We filed our appeal.  A few days later the United States filed a motion to declare that the United States had not been dismissed.  It is important here to know that grounds for dismissing some of the federal employees were that the United States had been substituted in for those employees.  However, the status of the United States was irrelevant for the lawsuit’s final judgment since the United States had not been served.  Furthermore, the United States could not yet be sued because we had not yet filed an administrative complaint against it (as required by statute).  The United States therefore had sovereign immunity.  Sovereign immunity prevented the court from obtaining jurisdiction over the United States.  That is, the court had no authority over the United States.  But, the appeals court, in conflict with its own precedent, ruled that the case was not yet over.  Nevertheless, we undermined the first attempt at defeating due process.

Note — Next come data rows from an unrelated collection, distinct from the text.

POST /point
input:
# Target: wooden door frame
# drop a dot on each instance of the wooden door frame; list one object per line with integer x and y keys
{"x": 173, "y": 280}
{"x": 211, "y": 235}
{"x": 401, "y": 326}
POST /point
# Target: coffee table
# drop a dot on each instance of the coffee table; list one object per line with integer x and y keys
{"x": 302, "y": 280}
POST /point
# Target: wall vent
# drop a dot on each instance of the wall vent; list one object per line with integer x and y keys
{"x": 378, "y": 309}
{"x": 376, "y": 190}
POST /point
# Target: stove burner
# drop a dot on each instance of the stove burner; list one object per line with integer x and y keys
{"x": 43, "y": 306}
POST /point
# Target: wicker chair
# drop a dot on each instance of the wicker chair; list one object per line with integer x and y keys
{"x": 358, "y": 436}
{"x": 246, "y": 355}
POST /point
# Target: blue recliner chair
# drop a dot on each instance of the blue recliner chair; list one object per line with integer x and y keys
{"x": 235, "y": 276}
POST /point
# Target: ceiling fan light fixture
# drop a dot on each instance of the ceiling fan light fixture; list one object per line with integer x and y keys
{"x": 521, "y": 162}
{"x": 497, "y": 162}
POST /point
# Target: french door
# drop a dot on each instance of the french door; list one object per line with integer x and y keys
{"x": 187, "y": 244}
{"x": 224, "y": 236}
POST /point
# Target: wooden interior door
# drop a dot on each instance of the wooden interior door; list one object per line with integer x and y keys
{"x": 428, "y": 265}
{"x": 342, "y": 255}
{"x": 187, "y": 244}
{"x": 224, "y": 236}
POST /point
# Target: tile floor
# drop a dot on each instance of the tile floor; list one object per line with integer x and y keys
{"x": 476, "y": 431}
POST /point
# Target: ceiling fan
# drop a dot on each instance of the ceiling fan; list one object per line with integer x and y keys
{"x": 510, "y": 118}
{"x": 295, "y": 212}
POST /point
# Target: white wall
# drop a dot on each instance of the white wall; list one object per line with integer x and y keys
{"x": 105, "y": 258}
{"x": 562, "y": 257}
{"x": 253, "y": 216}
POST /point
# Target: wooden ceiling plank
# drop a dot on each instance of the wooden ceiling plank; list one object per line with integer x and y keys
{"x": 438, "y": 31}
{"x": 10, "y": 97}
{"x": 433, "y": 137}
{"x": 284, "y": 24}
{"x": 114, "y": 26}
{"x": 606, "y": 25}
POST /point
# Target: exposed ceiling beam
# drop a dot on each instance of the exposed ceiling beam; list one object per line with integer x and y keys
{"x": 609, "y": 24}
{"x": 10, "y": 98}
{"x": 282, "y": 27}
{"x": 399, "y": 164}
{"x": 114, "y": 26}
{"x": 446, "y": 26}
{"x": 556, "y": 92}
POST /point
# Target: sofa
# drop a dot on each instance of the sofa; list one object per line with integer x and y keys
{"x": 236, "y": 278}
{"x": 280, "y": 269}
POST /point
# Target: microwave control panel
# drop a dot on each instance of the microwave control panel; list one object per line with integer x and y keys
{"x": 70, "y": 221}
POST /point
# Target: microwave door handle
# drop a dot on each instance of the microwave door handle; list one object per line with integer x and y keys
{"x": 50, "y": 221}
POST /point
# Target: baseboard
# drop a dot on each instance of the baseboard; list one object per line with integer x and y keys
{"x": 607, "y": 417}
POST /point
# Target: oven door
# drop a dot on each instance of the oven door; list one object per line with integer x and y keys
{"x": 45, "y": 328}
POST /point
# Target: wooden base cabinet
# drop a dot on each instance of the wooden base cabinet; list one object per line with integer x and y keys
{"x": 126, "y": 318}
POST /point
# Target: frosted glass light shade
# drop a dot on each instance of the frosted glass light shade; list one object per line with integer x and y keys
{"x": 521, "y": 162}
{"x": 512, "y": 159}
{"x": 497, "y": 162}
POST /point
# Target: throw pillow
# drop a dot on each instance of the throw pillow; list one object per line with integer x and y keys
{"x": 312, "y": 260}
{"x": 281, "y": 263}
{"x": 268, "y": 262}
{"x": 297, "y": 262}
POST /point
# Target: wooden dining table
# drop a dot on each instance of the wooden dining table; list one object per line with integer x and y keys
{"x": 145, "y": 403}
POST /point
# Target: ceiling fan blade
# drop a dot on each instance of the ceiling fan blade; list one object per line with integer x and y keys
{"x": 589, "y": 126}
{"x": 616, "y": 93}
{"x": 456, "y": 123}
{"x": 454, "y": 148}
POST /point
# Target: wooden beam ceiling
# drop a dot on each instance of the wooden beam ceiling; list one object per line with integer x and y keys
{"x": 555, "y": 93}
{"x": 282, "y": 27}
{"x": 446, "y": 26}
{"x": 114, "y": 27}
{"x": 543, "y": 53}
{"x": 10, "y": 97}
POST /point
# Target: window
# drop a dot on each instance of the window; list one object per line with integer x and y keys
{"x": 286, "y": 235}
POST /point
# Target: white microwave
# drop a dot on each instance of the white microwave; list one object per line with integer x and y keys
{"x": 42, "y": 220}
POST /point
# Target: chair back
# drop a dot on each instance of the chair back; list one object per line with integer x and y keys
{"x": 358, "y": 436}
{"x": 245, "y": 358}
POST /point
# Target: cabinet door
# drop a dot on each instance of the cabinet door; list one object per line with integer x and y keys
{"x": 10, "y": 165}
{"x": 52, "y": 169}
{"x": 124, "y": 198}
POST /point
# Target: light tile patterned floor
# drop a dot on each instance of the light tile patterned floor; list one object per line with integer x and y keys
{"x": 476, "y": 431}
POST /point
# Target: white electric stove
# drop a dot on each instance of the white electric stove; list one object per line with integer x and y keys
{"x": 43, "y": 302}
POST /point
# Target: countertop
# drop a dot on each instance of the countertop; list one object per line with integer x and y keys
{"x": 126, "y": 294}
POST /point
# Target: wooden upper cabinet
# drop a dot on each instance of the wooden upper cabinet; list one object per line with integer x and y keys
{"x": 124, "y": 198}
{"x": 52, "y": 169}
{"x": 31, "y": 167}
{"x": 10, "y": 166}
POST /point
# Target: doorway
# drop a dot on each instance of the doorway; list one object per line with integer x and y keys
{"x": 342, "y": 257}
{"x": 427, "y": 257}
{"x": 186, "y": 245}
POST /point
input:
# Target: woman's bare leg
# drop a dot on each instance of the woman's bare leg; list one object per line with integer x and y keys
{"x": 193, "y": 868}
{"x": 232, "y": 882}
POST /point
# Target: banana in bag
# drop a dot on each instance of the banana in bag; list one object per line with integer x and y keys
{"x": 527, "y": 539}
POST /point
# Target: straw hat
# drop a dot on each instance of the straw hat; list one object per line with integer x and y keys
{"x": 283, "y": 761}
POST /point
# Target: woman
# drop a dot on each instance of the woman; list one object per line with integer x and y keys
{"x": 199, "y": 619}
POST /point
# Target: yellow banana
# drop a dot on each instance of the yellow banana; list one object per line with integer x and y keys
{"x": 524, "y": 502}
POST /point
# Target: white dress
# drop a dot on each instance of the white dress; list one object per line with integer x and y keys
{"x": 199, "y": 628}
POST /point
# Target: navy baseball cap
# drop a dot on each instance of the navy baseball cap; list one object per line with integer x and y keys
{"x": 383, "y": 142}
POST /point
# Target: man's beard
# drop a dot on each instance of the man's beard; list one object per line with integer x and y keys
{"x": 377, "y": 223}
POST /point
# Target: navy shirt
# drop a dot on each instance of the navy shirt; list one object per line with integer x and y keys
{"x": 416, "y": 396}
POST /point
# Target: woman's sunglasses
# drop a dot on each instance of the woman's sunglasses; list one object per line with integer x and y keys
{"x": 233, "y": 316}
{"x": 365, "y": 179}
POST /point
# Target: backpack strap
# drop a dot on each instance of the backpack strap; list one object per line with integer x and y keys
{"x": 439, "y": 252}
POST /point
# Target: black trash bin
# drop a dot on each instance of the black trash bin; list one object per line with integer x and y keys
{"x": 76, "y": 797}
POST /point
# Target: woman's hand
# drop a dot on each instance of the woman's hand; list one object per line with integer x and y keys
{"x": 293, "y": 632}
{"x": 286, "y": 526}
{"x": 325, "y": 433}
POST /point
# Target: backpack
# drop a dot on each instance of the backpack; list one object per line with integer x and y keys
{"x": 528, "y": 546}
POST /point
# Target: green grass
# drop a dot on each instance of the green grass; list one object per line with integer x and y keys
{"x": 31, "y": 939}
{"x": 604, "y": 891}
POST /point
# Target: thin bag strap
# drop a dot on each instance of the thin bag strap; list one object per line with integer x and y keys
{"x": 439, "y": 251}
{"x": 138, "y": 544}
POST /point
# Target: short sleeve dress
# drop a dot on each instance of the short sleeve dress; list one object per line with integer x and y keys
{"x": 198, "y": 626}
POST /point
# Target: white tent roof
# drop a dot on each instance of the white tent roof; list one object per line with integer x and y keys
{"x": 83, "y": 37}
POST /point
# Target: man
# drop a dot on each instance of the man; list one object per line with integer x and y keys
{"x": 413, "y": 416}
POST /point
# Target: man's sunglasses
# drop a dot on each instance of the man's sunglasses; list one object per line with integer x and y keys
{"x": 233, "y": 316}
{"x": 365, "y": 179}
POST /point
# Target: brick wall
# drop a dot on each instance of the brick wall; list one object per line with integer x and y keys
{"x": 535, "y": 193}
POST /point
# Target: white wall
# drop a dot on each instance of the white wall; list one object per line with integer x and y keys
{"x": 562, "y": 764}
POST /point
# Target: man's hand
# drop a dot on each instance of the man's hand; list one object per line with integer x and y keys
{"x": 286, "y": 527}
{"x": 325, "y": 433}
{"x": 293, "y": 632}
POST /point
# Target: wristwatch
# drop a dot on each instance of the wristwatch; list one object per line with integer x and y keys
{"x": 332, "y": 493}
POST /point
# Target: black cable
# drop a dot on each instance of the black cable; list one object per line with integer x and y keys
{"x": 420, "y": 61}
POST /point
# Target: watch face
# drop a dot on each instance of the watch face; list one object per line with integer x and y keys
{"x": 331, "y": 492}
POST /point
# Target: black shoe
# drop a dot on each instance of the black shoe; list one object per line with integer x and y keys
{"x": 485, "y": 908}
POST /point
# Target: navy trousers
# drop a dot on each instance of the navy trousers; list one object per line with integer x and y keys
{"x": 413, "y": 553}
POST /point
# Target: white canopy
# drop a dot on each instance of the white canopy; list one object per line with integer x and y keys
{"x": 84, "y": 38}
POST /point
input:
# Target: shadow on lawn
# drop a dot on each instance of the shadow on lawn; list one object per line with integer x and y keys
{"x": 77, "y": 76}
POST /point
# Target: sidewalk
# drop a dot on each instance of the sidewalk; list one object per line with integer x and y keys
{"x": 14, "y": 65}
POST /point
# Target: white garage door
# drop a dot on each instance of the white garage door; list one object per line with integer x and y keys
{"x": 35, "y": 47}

A hearing was then held on a motion to dismiss the United States from the lawsuit.  For dismissal, the district filed another minute order. A second attempt at defeating our due process.  This time, the court was not as overt (declaring case closed) in the minute order’s text.  Instead, at the top of the order, it just said appeal.  Well, we did.  Again, the appeal court said we jumped the gun.  Right!  Finally, a couple of weeks ago, and just after we served the United States on the constitutional case, the district court dismissed the lawsuit declaring that they do not have jurisdiction over the United States.

We just filed a document with the court requesting that court enter final judgment as they are required to do by law (here’s the law).  No notice yet.

And so it goes.  Each day we anticipate some new justice denying stunt.  Each day, because federal employees have immunity and our RICO case is excellent, we often get one.

We anticipate more stunts designed to defeat due process as we proceed.